BREAKINGNEWS.CO.ID - Debat putaran ketiga yang mempertemukan calon wakil presiden (cawapres) ini pada dasarnya berjalan datar, tensi politik teduh dan kedua kandidat calon wakil presiden ini sepertinya menahan diri dan cenderung bermain aman.

Adapun hal itu disampaikan oleh Direktur Eksekutif Voxpol Center Research and Consulting, Pangi Syarwi Chaniago dalam menanggapi debat antar cawapres yang berlangsung di Hotel Sultan, Jakarta pada Minggu (17/3/2019) malam.

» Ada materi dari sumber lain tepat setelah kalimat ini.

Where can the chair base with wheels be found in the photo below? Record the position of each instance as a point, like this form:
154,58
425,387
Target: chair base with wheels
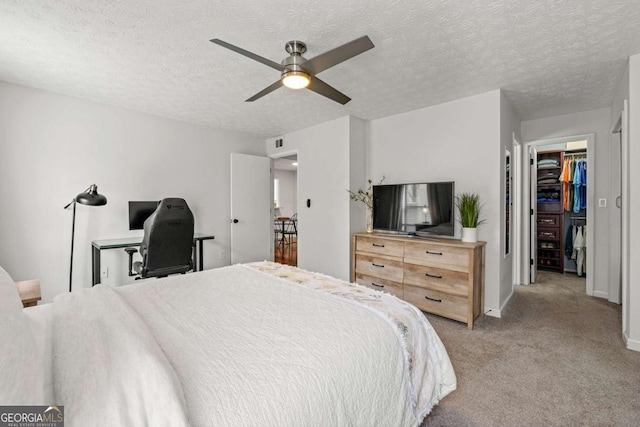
137,268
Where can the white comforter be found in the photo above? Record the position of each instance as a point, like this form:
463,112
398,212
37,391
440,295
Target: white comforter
236,346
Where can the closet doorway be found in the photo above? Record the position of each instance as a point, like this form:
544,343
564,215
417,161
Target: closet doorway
560,205
285,209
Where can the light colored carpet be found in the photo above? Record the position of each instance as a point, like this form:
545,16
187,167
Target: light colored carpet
555,358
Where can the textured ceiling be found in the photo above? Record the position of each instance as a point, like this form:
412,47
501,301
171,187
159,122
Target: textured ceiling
550,56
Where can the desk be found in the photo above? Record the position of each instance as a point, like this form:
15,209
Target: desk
98,245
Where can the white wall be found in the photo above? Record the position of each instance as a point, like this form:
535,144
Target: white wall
634,203
456,141
509,125
288,191
618,237
324,174
53,147
596,122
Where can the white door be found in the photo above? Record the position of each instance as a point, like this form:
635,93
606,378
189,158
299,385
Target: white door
615,222
250,208
533,212
624,206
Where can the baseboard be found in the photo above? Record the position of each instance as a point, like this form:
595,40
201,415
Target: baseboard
493,313
498,313
600,294
632,344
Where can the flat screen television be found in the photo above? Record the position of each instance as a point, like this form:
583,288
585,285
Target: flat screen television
424,209
139,212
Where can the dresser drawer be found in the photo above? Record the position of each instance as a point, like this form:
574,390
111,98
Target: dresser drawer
550,234
448,281
452,306
379,284
434,255
380,246
378,266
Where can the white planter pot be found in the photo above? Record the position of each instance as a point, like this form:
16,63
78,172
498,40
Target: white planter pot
469,234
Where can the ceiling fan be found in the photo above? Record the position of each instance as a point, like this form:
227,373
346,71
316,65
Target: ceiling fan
297,72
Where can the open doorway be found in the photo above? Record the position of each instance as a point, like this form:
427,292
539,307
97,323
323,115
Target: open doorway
555,218
285,209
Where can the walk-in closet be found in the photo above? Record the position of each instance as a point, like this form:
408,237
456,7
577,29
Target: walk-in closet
561,191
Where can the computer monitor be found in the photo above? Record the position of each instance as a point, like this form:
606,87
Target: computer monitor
139,212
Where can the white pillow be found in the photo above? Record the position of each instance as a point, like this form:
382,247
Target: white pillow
9,297
21,371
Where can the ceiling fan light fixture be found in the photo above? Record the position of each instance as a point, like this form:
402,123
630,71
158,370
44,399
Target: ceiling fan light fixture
296,79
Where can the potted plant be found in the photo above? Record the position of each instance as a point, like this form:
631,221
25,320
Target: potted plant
468,205
366,197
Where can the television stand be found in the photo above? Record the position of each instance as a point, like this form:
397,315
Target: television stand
416,236
444,278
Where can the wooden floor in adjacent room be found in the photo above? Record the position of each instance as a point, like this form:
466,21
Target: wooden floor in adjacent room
287,253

Debat itu sendiri mengusung tema pendidikan, kesehatan, ketenagakerjaan serta sosial dan budaya.

"Situasi ini membuat debat berjalan sedikit membosankan dan jenuh, dipertontonkan pertunjukan adu peran antara 'Kyai' dan 'santri'," kata Pangi, Senin (18/3/2019). "Kedua kandidat ini sepertinya sukses memerankan perannya masing-masing. Sehingga panggung debat seperti telah berubah manjadi paparan layaknya Kyai yang sedang mangajar muridnya dan presentasi ala santri dihadapan gurunya," imbuh Pangi.

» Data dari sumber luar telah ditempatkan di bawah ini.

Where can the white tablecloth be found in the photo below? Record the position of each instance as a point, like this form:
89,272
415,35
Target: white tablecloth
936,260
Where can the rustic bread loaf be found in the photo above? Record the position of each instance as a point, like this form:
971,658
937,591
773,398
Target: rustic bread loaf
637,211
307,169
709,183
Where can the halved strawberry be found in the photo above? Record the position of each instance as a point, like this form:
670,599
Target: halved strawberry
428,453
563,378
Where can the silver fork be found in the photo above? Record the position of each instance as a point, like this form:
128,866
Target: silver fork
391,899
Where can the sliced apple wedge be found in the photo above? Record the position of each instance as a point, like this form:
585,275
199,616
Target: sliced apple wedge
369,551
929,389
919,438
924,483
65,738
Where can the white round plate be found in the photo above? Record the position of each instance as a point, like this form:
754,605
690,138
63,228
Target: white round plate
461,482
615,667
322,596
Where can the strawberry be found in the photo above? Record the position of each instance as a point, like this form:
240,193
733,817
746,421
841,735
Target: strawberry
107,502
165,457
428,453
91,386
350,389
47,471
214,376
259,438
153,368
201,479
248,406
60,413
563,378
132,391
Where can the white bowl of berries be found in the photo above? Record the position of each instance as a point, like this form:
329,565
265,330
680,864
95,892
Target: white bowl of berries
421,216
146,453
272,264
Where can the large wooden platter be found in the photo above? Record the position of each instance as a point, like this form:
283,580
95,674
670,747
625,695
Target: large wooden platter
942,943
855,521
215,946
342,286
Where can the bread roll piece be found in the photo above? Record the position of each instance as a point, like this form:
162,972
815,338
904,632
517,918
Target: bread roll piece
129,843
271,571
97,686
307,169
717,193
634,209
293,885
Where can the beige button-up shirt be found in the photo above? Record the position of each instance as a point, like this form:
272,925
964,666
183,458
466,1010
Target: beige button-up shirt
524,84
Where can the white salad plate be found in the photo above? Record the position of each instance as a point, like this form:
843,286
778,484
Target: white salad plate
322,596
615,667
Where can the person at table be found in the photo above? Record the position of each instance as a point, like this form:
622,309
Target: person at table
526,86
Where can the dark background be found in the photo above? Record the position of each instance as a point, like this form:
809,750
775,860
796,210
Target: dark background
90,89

Meski demikian, lanjut Pangi, kedua kandidat layak mendapatkan apresiasi, di mana keduanya tampil elegan dengan penguasaan atas materi dan berbagai masalah yang terkait dengan paparan yang cukup meyakinkan.

"Kyai Ma'ruf Amin seperti telah mematahkan argumen atau asumsi selama ini  yang sempat 'meragukan' kemampuannya bahkan dikalangan pendukungnya parpol koalisi Jokowi. Tentu saja ini pukulan telak bagi siapa pun yang sebelumnya meremehkan kemampuan beliau," sebutnya.

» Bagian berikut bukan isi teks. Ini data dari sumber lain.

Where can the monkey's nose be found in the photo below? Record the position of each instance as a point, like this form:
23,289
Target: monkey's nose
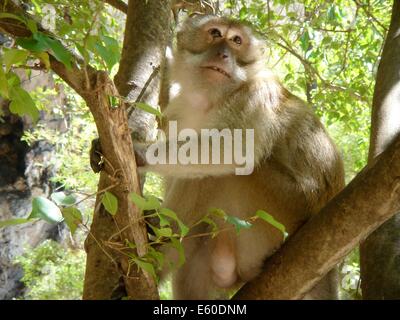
222,55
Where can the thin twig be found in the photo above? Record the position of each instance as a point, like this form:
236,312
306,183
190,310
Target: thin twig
142,92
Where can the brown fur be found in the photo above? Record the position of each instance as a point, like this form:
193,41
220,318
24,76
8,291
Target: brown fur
298,168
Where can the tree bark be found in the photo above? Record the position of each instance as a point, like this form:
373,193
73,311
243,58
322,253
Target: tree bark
102,274
143,51
380,253
326,239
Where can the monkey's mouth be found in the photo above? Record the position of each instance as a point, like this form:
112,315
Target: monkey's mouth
223,72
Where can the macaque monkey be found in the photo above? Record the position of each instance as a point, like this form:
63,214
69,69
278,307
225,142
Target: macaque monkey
222,82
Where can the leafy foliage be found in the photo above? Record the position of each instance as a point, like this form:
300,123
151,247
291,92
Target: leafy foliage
52,272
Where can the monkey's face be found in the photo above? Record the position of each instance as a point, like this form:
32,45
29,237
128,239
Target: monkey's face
217,53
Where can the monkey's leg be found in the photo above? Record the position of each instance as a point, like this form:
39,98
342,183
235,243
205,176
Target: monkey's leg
223,260
193,281
326,289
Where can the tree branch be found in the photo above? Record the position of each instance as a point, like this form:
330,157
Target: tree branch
369,200
116,143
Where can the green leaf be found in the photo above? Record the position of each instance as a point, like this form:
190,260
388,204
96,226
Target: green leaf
271,220
3,83
13,222
149,109
305,40
31,44
58,50
110,202
214,227
22,103
217,213
151,203
14,57
145,266
44,57
62,199
169,213
6,15
31,24
164,232
238,223
46,210
72,217
156,256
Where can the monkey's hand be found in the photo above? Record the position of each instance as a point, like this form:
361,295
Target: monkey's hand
96,157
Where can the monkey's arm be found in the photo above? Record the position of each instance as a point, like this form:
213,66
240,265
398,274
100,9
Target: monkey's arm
192,159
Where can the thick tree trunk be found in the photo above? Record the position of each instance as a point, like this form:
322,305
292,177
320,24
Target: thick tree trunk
369,200
380,253
138,79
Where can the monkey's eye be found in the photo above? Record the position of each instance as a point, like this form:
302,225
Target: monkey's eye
237,40
215,33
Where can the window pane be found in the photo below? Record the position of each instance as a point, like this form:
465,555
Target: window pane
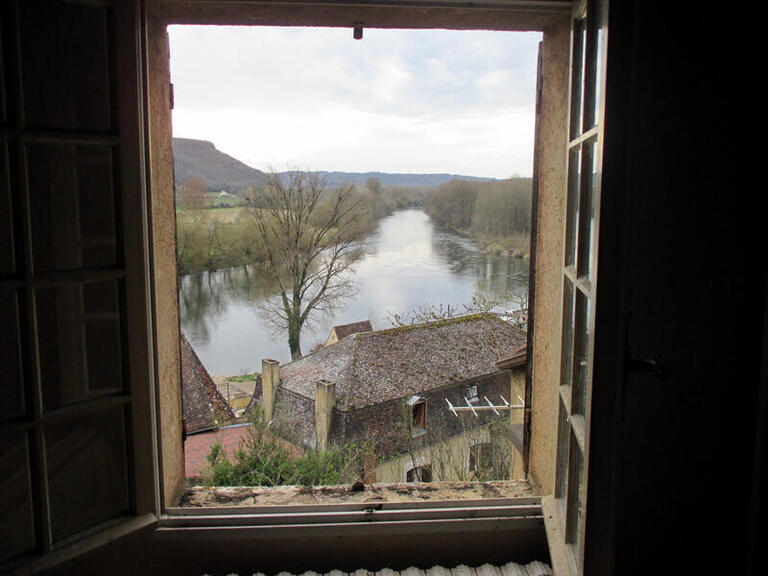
574,506
73,206
572,207
87,471
11,383
7,257
80,342
566,355
587,209
70,87
17,525
581,355
561,474
577,76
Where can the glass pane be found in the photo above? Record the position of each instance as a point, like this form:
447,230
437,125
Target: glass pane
69,87
572,206
7,257
73,214
11,383
561,473
577,76
17,524
574,508
596,47
566,354
79,342
87,471
581,355
587,210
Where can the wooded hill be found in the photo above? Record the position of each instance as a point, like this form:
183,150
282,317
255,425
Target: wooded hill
199,159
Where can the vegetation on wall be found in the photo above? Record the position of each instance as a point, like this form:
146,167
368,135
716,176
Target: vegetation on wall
265,458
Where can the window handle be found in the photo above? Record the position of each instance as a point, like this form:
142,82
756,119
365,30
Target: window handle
647,366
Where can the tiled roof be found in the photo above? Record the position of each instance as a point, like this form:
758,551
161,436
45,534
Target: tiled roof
203,406
345,330
373,367
534,568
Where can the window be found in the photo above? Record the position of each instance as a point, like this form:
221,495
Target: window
480,457
419,474
578,276
86,132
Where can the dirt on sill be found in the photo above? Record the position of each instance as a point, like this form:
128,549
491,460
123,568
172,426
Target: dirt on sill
223,496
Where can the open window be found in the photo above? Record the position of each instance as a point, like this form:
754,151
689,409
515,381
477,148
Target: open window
130,295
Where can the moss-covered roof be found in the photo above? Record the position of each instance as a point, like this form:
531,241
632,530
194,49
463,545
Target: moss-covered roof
374,367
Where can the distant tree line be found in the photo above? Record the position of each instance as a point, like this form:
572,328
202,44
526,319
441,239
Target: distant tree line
497,213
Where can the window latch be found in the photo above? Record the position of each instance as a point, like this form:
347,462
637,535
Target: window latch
647,366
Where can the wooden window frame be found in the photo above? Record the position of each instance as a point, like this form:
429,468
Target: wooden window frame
579,277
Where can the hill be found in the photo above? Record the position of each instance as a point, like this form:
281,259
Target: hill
201,159
219,171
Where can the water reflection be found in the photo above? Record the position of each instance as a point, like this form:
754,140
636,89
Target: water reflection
408,264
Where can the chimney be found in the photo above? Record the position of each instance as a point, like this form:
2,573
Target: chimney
325,400
270,381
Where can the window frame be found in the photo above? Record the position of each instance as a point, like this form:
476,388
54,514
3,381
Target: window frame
586,103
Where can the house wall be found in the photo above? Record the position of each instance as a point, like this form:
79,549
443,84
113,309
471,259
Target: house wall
448,458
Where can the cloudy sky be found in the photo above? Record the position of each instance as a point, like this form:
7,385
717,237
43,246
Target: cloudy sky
396,101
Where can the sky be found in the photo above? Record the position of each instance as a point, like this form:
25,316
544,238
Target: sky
410,101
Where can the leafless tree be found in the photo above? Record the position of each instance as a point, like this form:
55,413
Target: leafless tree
309,233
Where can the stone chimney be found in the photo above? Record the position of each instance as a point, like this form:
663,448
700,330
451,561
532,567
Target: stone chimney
325,400
270,381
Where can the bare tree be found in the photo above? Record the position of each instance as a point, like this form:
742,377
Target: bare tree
309,235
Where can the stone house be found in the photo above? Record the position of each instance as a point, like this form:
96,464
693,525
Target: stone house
390,391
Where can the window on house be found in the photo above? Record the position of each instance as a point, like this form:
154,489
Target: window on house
419,474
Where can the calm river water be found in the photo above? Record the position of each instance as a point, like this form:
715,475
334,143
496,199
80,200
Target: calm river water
409,263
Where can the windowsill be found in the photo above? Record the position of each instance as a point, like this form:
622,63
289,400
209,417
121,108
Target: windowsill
338,506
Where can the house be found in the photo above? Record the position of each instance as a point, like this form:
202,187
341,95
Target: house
344,330
674,463
392,389
203,406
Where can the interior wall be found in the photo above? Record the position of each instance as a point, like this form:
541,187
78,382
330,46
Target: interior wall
547,315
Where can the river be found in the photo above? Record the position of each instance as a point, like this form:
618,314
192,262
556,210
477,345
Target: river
409,263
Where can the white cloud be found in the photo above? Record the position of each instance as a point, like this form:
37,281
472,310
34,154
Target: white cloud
397,101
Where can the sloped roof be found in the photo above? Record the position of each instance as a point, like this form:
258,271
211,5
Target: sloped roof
202,404
344,330
373,367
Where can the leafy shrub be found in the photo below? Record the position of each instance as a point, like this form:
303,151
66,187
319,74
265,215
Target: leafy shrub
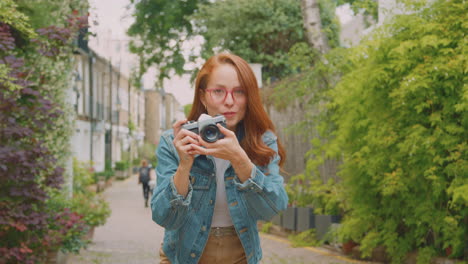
122,165
29,117
399,119
66,228
82,175
266,227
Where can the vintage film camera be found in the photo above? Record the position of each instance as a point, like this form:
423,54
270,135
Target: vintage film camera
206,127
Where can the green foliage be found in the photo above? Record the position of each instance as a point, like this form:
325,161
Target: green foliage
106,174
82,175
398,121
187,109
122,165
66,229
304,239
11,16
161,27
266,227
260,31
370,7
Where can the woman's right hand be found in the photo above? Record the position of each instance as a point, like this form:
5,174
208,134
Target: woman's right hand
183,140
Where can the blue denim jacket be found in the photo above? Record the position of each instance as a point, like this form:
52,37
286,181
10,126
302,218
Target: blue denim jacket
187,221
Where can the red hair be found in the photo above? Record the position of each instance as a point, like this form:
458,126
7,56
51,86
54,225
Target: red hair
256,120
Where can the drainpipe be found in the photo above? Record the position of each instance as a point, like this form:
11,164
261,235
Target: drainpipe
91,105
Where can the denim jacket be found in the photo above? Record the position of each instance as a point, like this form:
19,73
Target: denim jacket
187,221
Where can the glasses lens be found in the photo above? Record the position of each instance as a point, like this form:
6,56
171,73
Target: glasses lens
218,94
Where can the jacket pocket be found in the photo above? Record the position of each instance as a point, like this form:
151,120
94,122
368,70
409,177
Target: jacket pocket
201,181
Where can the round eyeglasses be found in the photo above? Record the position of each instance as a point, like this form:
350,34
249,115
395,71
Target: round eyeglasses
220,94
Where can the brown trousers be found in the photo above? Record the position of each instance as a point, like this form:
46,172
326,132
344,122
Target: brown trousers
218,250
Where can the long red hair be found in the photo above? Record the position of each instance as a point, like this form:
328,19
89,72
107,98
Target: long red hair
256,121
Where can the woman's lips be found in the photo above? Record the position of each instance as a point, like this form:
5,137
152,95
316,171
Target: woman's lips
229,114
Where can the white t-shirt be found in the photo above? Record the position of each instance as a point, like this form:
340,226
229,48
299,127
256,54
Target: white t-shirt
221,216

"Di sisi lain, Sandi juga tampil 'memukau' dengan penguasaan masalah penyampaian visi-misi dan program yang dibalut dengan kritik yang 'pedas' dengan bungkusan yang sangat halus. Sehingga dalam penyampaian terkesan santun, bijak dan penuh hormat pada lawan debatnya," tutur Pangi.

Kendati demikian, jika penampilan kedua kandidat wakil presiden ini jika diramu dengan format debat yang lebih baik,  sepertinya akan lebih menarik. KPU sepertinya tidak mau mendengar masukan dari publik.

"Kesalahan yang sama terus diulang. Model debat semacam ini 'tidak' akan mampu menggali secara lebih mendalam ide dan gagasan masing-masing kandidat. Panggung debat akhirnya berubah menjadi panggung pertunjukan untuk menilai sikap (attitude) dan etika kandidat," tegasnya.

"Debat kali ini sedikit terselamatkan pada bagian akhir, kedua kandidat mengeluarkan jurus pamungkas dan mungkin 'emosi' yang tertahan dengan mengungkapkan visi dan program unggulannya serta kritik keras atas kandidat lain. Ini menjadi penutup yang cukup memuaskan dan menjadi inti perdebatan yang membedakan (distingsi) kadua kandidat baik dalam visi maupun program jika kelak mereka mendapatkan amanah untuk memimpin," pungkas Pangi.